Emilia dio dos pasos hacia atrás y me miró con enojo.
—Está bien, señor, no me voy, pero sí quiero la compensación. Mándele dinero a mi familia y déjame hablar con ellos. O voy a denunciar lo que me hizo su mujer.
Apreté los ojos y saqué el teléfono.
—Eres libre, haz lo que quieras —le dije mientras le entregaba el teléfono. Ella inmediatamente marcó y pude escuchar que, al otro lado de la línea, en su casa había problemas.
No supe cuánto tiempo estuvo hablando con su familia, pero la pobre Emilia estaba destrozada. Me sentí miserable, sabiendo que ella estaba allí, sufriendo en silencio.
Finalmente, me entregó el teléfono. Sus ojos, rojos de tanto llorar, me miran suplicantes.

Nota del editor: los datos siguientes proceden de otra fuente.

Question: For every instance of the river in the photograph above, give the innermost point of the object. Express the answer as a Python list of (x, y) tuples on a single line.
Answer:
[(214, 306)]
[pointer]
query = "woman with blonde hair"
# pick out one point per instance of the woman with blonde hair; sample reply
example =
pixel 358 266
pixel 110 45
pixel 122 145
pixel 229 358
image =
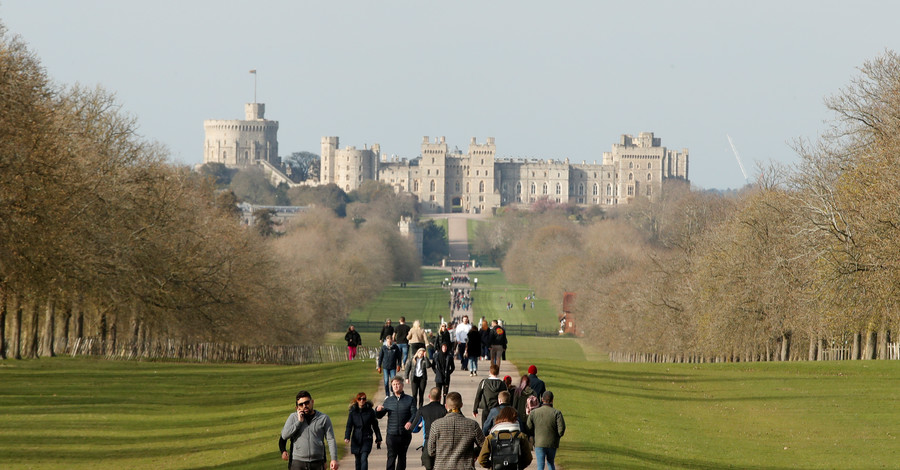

—Mándele el dinero de compensación a mi familia, por favor. No los denunciaré, me quedaré aquí trabajando para ustedes, porque mi abuelita está muy enferma.
—¿Puedo saber qué pasa, Emilia?
—¡No! Solo mande el dinero, pero ya.
Hice lo que me pidió y envié los diez mil, que es el límite. Ella salió hacia la sala y comenzó a caminar en círculos.
—Emilia, por favor, dime, ¿Qué pasa?
Me mira con desprecio.
—Nada que a usted le importe, señor. Ahora, si no es molestia, pida que me arreglen el calefactor de la casa de servicio. No pienso quedarme aquí, en la principal. Y dígale a su mujer que nunca más me vuelva a tocar, porque si ella atenta contra mí, y yo estoy embarazada, atentaría yo contra ese hijo.
Sus palabras fueron frías, calculadoras, cargadas de una rabia, que es hasta comprensible.
Quise consolarla, pero ¿Quién soy yo? Su verdugo.
Ella regresó a la casa de servicio y yo me dirigí de vuelta a la ciudad, sintiéndome impotente. Le di un par de golpes al volante y maldije para mis adentros.
No sé cómo puedo permitir que Antonella cometa estas atrocidades. Está completamente loca.